Tuesday, September 7, 2010

blog #1: OMG, I have a Mom Blog.

It’s currently 2:20 am on Labor Day and I am sitting on the floor of a home office in the San Fernando valley while a friend/colleague tries to figure out why Final Cut/Motion isn’t making our credit roll nice and clean and professional.   The credit roll is one of those things that seems so easy – it’s the earliest form of animation on a movie  - they used to roll a sheet of paper by the camera… I’m tempted to try that now.  Picture me, with a sharpie, a paper towel roll, and my iphone, making movie magic in the kitchen.  If this doesn’t work by 4 am… it’s happening.

This has been a strange pattern on this movie – the easy things have turned into behemoth and troublesome tasks while the hard things have often slipped right into place, eg.: convincing my producer that she should take this journey with me, getting an amazing cast, shooting without going into labor.  I’ll admit that at times I’ve been extraordinarily frustrated by our lack of money and resources on this shoestring budget.  It’s not easy to work so hard for so long without a pay-off but mostly I’ve been stoked that we managed to make this movie.  Totally stoked and enjoying the entire crazy process – even when our movie was a homeless little hard drive going from computer to computer, even when I spent the first four hours of my first mother’s day working on our sound mix, even when we had to re-color time the movie three times.   Thank god Jenn (the producer extraordinaire on the film) is so positive… and such a powerhouse.  She moves mountains (or gets someone to do it for her) giggling the whole time, “It wouldn’t be The Lake Effect if it was easy!!”
Poster by: Nick Tamburri
As you may or may not know (I’m still wondering if only my mom – or even my mom - will read this fine blog I’m creating) I was eight months pregnant when we shot The Lake Effect.  The entire impetus for shooting this film came because I was pregnant, I was assessing my life, I was scared that I had nothing to show for the ten years I had angled to be a director, nothing to show my daughter when she came… and I got an email from a producer looking for a project.  A lot of people thought I was crazy to take on such an immense project while pregnant but I did it for her, for my daughter – to show her what was possible, to prove that hard work pays off, to let her know what she’s made of.  

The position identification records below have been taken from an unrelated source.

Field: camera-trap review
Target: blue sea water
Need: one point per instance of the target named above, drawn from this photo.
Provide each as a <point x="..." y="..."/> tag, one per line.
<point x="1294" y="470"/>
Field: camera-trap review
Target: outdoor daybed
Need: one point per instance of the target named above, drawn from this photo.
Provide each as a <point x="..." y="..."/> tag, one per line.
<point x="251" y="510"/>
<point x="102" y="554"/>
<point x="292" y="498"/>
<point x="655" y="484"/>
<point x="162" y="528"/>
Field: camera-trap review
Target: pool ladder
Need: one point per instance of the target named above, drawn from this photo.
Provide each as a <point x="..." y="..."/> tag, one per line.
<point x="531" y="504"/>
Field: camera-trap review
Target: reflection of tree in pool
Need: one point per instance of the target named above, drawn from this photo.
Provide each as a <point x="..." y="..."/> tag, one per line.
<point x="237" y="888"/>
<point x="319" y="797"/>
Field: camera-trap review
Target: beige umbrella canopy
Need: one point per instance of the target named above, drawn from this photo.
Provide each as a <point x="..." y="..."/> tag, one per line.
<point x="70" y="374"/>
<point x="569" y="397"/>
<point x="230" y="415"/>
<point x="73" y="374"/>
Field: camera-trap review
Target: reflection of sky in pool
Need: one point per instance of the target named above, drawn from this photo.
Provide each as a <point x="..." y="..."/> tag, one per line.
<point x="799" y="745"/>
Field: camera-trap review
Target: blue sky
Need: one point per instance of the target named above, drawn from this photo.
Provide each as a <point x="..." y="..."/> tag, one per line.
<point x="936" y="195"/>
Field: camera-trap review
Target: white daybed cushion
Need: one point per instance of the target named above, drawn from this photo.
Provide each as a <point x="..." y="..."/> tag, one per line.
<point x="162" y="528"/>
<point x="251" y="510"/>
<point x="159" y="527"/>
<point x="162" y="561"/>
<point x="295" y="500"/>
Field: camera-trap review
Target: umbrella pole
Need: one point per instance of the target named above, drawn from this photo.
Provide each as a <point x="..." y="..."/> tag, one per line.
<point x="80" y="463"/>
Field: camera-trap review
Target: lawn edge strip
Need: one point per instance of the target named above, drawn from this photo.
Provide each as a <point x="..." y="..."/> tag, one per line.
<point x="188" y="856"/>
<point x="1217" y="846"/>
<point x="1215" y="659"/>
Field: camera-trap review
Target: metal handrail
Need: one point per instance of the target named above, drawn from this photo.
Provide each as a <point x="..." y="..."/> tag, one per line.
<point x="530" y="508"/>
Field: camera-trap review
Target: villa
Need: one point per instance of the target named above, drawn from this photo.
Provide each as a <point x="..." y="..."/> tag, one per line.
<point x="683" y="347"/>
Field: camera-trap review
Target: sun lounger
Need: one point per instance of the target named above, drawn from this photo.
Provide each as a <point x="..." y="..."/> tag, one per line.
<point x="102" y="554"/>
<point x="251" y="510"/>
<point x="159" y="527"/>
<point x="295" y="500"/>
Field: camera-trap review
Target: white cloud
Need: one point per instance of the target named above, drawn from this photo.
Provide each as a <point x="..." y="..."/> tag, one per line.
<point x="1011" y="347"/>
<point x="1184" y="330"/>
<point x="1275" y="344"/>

We literally planned our production in reverse from my due date, setting our wrap day just days before the last day I would be allowed to fly.   It was down to the wire -- My water broke 12 hours after we wrapped a pick-up shoot in Hollywood...

7-26-09

7-29-09
  






That was 13 months ago.  Nothing makes time fly like having a baby or shooting a film.  Honestly, making a movie and having a baby are a lot alike: It’s a lot of waiting, a lot of pushing, and once you get it out in the world, you just hope that people are nice to it.